First off, students can always go to the Advising Center if they need help or if they have questions. If students feel that their advisor is not helping them, they can turn to the center to get the information they need.

Potter says that there really is no need to stress. “The tools for the new core are so much better,” she said. And the best kept secret is the advising handbook. Each major and each

department has a handbook page, and a lot of students aren’t aware of this fact.

There’s a new feature that will help students out with the advising process as well. The academic catalog functions as a web page and is a place where students can look up the programs they are in. There is a handy feature in the Advising Handbook as well, where all majors have a sort of sample plan that can help students figure out when they need to take classes for their major.

In general, there are three areas that students struggle with, and this can lead to them not graduating on time. The first is total number of credits. All students need 124 credits to graduate.

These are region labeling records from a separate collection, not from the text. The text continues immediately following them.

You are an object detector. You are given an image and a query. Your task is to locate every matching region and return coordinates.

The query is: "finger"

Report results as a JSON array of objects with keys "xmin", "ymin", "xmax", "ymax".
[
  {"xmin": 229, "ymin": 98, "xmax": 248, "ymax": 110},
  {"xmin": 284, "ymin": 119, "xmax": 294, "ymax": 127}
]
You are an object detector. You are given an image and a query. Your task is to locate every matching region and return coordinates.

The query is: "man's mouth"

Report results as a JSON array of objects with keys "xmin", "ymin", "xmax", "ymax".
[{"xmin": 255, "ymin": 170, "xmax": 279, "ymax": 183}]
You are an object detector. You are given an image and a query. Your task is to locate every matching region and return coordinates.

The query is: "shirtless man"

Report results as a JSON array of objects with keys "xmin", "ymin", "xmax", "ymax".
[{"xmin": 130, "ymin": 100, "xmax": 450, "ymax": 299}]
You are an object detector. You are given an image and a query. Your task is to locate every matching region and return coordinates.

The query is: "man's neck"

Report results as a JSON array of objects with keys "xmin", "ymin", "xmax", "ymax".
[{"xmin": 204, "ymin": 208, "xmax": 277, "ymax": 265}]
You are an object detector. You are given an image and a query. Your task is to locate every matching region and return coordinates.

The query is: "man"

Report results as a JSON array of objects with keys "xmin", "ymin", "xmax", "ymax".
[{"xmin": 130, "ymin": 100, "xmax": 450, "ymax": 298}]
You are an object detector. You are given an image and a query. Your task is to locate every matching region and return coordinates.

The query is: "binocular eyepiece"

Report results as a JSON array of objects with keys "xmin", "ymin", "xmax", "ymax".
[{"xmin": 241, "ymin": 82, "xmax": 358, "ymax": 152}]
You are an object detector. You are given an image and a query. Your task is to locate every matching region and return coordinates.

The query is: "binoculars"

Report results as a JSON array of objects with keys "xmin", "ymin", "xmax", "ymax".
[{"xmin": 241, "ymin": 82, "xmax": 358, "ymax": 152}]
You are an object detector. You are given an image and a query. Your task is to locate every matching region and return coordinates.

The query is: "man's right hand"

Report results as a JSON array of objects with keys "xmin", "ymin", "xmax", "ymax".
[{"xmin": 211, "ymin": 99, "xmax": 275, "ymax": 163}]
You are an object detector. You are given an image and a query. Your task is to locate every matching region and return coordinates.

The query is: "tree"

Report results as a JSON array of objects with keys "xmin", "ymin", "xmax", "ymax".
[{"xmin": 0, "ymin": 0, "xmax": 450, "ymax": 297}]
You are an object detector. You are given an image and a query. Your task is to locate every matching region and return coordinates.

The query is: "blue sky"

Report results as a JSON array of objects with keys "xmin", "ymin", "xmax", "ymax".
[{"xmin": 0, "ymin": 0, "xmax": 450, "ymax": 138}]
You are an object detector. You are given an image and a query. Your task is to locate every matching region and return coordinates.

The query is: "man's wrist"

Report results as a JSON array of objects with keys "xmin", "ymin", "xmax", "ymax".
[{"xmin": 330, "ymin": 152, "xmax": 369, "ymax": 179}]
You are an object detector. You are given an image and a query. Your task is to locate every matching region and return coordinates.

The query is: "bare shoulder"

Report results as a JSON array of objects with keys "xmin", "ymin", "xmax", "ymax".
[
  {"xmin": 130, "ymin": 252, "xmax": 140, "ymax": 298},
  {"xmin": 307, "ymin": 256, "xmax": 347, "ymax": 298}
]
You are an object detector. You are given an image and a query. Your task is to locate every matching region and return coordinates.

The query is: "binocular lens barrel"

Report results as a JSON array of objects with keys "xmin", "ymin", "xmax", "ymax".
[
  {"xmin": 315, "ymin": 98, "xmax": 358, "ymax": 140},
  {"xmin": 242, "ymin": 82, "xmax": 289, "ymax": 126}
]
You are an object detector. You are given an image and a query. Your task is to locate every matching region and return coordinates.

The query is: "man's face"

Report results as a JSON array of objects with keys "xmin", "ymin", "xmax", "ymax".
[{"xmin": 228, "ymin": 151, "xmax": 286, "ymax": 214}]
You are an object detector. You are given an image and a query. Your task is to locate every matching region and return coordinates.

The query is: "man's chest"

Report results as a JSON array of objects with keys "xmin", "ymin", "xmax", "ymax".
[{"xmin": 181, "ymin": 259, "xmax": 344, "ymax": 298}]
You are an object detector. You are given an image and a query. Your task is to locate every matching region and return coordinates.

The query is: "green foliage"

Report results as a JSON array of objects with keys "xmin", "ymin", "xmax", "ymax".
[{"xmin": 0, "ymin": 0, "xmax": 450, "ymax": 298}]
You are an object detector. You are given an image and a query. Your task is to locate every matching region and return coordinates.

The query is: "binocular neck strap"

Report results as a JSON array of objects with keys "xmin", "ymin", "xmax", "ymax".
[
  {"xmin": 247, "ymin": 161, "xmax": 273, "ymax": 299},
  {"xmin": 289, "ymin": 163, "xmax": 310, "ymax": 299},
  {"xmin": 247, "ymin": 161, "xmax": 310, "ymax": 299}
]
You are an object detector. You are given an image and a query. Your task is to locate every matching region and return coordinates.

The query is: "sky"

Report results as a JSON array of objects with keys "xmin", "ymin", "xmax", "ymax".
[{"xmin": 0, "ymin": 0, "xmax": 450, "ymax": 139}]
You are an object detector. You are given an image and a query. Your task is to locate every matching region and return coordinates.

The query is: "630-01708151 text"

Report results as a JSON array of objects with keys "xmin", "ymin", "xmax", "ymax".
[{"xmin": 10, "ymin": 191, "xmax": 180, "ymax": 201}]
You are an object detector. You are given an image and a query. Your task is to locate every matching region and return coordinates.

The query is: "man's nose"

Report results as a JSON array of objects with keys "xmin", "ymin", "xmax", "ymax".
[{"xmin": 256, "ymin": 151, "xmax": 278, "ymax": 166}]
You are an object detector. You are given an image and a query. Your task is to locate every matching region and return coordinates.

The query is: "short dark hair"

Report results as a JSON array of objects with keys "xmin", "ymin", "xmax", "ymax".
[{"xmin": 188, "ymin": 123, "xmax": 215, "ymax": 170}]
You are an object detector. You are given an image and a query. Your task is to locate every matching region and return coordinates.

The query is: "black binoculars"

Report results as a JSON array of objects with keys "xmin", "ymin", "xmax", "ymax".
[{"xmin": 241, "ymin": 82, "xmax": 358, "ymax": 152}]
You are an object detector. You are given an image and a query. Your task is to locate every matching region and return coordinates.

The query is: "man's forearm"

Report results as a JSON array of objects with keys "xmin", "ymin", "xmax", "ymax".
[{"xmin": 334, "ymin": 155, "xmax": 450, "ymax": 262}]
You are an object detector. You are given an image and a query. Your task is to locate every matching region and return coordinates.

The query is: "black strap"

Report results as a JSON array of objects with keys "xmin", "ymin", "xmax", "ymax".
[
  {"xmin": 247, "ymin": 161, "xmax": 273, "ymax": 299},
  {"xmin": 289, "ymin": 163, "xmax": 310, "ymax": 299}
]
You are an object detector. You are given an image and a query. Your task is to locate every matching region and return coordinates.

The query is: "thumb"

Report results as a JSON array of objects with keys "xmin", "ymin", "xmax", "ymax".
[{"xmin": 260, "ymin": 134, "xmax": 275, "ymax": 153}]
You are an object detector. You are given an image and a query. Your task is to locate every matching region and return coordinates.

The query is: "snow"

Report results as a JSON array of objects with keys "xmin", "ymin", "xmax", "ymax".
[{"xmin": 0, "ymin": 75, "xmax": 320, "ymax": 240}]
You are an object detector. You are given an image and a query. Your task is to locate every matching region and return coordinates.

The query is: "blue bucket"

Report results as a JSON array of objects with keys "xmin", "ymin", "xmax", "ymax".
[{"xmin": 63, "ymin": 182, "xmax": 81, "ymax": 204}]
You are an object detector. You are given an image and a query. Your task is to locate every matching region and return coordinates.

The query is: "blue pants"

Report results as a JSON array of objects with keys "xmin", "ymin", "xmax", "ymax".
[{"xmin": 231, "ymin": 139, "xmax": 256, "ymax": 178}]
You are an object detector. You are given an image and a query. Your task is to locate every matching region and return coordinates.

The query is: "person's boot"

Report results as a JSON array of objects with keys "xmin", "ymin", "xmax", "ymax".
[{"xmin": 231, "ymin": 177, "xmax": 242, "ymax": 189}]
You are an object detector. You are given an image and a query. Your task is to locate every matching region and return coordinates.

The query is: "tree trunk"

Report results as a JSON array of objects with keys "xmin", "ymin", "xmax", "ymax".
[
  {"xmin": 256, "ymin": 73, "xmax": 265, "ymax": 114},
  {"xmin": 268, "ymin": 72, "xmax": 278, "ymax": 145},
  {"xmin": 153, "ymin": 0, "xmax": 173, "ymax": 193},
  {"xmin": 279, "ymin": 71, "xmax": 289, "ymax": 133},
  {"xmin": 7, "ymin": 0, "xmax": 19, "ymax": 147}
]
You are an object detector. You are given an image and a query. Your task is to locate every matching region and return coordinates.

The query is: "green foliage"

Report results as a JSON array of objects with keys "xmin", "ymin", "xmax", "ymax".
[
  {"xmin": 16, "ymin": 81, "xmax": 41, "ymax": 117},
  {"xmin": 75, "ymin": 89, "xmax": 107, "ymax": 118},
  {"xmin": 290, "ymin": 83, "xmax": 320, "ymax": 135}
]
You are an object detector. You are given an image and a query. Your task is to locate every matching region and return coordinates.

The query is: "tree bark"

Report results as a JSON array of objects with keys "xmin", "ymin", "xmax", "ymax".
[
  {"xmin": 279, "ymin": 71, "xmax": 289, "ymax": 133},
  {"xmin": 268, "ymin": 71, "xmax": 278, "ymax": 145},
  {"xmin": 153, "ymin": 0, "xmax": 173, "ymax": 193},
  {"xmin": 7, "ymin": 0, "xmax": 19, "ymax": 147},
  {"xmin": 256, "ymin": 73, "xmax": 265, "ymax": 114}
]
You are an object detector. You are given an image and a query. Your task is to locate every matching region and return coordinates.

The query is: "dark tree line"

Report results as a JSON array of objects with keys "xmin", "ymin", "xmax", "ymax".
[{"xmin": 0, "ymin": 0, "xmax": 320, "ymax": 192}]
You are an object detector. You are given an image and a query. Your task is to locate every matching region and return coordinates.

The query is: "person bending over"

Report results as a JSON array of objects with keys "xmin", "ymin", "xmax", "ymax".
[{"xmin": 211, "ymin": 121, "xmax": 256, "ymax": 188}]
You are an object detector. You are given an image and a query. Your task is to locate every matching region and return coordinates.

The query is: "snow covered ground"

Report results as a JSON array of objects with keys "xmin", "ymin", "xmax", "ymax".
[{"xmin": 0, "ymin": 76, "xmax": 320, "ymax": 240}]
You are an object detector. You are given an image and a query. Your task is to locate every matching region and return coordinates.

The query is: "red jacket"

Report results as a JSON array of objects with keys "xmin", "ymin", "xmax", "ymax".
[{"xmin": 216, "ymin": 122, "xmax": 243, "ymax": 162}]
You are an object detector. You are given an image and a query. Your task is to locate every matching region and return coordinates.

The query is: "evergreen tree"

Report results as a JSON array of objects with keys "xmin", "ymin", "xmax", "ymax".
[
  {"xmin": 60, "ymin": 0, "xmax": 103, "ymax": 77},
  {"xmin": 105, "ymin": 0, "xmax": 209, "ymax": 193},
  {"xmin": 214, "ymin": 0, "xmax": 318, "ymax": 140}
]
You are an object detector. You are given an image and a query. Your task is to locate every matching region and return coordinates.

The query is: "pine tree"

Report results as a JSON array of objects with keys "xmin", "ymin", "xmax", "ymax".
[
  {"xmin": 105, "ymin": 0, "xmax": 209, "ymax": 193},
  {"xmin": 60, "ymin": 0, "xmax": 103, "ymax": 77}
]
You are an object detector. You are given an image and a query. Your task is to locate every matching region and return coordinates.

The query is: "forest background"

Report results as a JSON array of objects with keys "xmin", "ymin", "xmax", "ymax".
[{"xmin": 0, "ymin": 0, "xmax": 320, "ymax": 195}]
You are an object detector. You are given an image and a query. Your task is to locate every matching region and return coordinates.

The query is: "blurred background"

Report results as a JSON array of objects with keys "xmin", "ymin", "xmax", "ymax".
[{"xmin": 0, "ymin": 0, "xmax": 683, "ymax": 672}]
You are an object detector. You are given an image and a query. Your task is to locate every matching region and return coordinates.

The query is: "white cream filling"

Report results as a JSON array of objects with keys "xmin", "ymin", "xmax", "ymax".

The second requirement deals with upper-division credits. Each student must take 40 upper-division credits, numbered 300 and above. These higher level classes are not always covered in their major. Finally, all students are required to take 72 credits that are outside of their discipline.

In terms of what has changed in advising since last year, Potter says that the big difference is the core change. Old students had the choice to stay with the previous core, and focal studies, or move on to the new core.

“Now, there’s a way on BoxerOnline to look at core requirements, last spring that wasn’t up and running yet,” Potter said. “If you wanted to look at a core and see what classes there are going to be, you couldn’t.”

With all of these resources available now, Potter and the rest of the advisors want advising to be as easy and streamlined for students as possible.